Hace unos días, el pequeño Severino tomó un libro de mi mesa de luz. Un libro horrible, de un autor pésimo, además de reaccionario y megalómano, que llegó hasta allí por esos azares de la vida y al que alguna vez le di una mirada con morbosa curiosidad. Por pereza para poner orden, el pretencioso ensayo continúa en una pila que concita más polvo que lecturas. "Hacelo pedazos", le dije al pequeño Seve, en tono de broma. Una broma que, claro, entendía yo solo. Vera, mi esposa, en ese momento entraba en el cuarto con su mascarilla facial color terracota. "No le digas eso", me aconsejó con seriedad antes de regresar al baño.
Siempre tomo en serio las palabras de Vera, en especial sus consejos para la crianza de nuestro hijo. Aunque ella no está mucho con él por sus exigencias profesionales en una petrolera líder, jamás desatiende sus necesidades. No pocas veces, antes de irse a la oficina, me deja una guía tentativa con actividades para hacer con Seve.
Y tenía razón Vera. Severino no advierte aún las ironías. Y la literalidad de mis dichos lo inducía a una acción violenta.
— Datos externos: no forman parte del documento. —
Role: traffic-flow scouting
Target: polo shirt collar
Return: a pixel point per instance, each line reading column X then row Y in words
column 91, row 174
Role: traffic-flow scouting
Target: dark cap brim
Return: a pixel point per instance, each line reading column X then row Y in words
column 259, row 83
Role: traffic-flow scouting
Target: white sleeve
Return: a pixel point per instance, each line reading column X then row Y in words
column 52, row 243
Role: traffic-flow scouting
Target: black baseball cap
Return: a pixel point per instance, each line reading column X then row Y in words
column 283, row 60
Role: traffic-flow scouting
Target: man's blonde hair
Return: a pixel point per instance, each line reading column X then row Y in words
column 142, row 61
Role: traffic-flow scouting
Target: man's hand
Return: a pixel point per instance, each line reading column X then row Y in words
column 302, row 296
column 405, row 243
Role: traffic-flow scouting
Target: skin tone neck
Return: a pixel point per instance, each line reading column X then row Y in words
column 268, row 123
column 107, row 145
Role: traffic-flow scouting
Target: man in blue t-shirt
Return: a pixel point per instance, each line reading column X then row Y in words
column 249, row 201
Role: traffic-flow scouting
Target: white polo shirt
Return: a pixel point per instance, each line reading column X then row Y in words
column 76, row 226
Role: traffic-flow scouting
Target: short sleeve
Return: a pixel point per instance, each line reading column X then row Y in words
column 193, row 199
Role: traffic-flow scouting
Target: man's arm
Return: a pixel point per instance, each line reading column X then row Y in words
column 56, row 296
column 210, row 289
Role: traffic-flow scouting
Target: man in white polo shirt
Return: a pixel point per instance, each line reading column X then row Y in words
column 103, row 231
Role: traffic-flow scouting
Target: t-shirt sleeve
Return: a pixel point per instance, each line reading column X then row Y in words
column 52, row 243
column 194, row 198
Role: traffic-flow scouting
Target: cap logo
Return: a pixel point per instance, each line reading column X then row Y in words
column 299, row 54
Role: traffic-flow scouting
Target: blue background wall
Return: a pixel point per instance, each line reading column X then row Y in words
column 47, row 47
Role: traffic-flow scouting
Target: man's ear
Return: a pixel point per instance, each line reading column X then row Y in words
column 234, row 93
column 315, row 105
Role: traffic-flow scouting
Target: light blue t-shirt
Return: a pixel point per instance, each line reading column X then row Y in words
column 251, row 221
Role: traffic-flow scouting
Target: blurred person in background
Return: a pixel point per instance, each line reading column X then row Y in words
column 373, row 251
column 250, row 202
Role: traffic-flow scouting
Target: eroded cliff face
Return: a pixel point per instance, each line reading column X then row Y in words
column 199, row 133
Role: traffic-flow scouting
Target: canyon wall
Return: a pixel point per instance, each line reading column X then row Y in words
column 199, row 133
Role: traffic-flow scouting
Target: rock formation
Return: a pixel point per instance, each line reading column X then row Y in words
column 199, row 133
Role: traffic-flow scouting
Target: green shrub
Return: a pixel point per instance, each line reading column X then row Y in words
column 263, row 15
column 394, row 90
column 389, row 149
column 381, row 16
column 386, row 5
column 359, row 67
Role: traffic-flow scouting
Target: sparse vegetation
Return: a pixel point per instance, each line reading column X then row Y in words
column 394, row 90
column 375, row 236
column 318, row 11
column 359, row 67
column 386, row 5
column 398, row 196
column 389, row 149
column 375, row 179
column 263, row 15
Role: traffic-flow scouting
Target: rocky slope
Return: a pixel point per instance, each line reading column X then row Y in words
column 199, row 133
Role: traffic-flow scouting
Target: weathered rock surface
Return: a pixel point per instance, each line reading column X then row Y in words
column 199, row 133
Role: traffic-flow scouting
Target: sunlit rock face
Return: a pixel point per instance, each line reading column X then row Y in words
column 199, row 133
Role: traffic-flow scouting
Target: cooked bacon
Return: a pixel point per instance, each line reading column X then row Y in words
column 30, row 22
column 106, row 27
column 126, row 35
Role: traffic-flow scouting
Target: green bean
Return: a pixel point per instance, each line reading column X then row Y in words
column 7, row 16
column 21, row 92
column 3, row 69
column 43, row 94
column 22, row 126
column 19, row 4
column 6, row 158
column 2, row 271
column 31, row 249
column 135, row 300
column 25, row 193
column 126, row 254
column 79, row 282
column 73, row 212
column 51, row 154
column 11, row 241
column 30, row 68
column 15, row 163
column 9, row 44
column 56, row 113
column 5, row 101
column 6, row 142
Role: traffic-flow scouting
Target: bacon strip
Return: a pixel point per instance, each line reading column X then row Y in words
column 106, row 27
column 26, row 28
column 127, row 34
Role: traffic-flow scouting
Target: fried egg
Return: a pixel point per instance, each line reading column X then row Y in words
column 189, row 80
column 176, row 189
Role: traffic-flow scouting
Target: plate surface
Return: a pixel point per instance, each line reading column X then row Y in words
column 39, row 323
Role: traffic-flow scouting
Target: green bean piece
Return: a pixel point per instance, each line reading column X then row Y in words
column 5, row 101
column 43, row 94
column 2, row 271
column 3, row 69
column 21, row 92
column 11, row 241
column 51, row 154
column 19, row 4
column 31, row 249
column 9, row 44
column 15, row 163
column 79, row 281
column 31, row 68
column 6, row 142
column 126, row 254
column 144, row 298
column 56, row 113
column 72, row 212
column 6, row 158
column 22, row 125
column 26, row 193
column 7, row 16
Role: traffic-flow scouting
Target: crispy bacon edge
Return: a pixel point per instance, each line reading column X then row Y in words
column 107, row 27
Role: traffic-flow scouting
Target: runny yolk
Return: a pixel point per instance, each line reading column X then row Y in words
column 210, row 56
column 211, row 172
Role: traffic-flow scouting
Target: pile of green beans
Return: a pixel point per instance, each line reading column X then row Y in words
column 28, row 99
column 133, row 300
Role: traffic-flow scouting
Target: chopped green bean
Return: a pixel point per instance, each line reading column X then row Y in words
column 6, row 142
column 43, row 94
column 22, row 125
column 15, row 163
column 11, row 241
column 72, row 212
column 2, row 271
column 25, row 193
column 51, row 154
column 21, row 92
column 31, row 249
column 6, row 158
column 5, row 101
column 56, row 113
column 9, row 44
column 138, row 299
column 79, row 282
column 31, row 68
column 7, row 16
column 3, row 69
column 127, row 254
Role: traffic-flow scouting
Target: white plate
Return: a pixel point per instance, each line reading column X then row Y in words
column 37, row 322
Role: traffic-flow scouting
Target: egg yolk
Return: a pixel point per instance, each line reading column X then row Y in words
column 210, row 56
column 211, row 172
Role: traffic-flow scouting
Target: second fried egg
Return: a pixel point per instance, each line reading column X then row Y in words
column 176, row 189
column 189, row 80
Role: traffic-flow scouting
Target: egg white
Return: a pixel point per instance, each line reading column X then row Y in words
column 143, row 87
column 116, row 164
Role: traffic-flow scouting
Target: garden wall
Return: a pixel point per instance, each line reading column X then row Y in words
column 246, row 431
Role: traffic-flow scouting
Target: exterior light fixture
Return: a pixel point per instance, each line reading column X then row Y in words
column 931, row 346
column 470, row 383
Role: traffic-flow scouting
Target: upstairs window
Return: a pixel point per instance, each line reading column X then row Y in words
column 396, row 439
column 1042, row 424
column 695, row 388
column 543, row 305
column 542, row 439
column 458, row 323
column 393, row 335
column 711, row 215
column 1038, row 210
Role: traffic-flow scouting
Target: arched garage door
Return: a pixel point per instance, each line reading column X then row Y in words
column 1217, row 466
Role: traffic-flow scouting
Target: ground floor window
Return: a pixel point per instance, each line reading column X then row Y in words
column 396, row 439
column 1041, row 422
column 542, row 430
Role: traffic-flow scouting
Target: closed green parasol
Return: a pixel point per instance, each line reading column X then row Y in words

Que podría haber ejecutado incluso como una gracia. Por suerte, mi hijo no rompió el libro. Pero me dejó meditando sobre cómo hay que conducirse ahora con él. Me refiero a que está en un escalón del aprendizaje en el que no capta todavía los matices decisivos del habla, pero entiende casi todo. Y aunque no lo entienda, igual lo repite. Sin haber leído demasiado sobre el desarrollo del lenguaje en los niños, creo que atraviesa esa edad festiva en que se asombra de sus propias capacidades. Se da cuenta de que lo puede decir todo y lo dice.
Es momento, recapacito, de ser cauto con cada frase que uno va a soltar. Nada de chistes sarcásticos. Y nada de malas palabras de alta graduación. Los niños y las niñas parecen experimentar un placer especial con las puteadas. Les encuentran quizá una musicalidad seductora. O simplemente intuyen la transgresión. Hace poco, mientras lo cambiaba a Severino, lancé un insulto de los más picantes porque se habían agotado los pañales a una hora muy inconveniente. Como un eco, Seve multiplicó la maldición al infinito, sin perder su sonrisa intrigante. La maldad de los niños es la peor. Calculo que gozaba con mi zozobra, mi no saber cómo enmendar la macana. Acababa de pulsar enviar al destinatario equivocado. Al único que no debía leer el mensaje. Y no había vuelta atrás. Me hice el gil, como se dice. Fingí ignorar lo evidente (lo han hecho los padres desde el comienzo de los tiempos) y así reduje su entusiasmo hasta que se olvidó del mantra.
Los niños y las niñas parecen experimentar un placer especial con las puteadas. Les encuentran quizá una musicalidad seductora. O simplemente intuyen la transgresión
La reiteración en público de un desborde verbal privado es un tópico delicado. Acostumbrado a que las palabras rozaran sus oídos y siguieran de largo, ahora me mantengo alerta. En especial, morigero las opiniones adversas sobre otras personas –mejor dicho, personas cercanas: verbigracia, mi suegra–, por mucho que pueda fundamentarlas.
Otro tanto sucede durante esas ocasiones excepcionales en que discuto con Vera. Antes, Seve estaba allí, notando a lo sumo un cambio en el tono de voz. Ahora pesca sentidos. A veces, sentidos parciales, que es más grave. En cualquier caso, sí se entera de que las cosas no están bien entre sus padres, que la casa ha alterado su armonía habitual. ¿Se dará cuenta de que es momentáneo o lo abrumará la angustia al suponer que es definitivo?
Atravieso ese momento de la crianza en que el hijo adopta por momentos el perfil de un intruso. Mi situación, después de todo, es leve y llevadera. Conocí a un señor en vías de divorciarse –y con nueva pareja– que no mencionaba delante de su hijo el auto que se había comprado. Temía que su vástago le llevara la noticia a su ex (la madre en cuestión) y eso derivara en reclamos pecuniarios.
Es un trance difícil. Espero que Vera sepa cómo proceder y no me derive a la palabra impresa de los especialistas, como hizo en otras oportunidades.
Por lo pronto, decidí no ventilar delante de Severino asuntos de los que no pueda hacerse cargo, que sean ajenos a su pequeño y rico universo en construcción. Respeto y protección. Sería un buen lema. ¿Podré?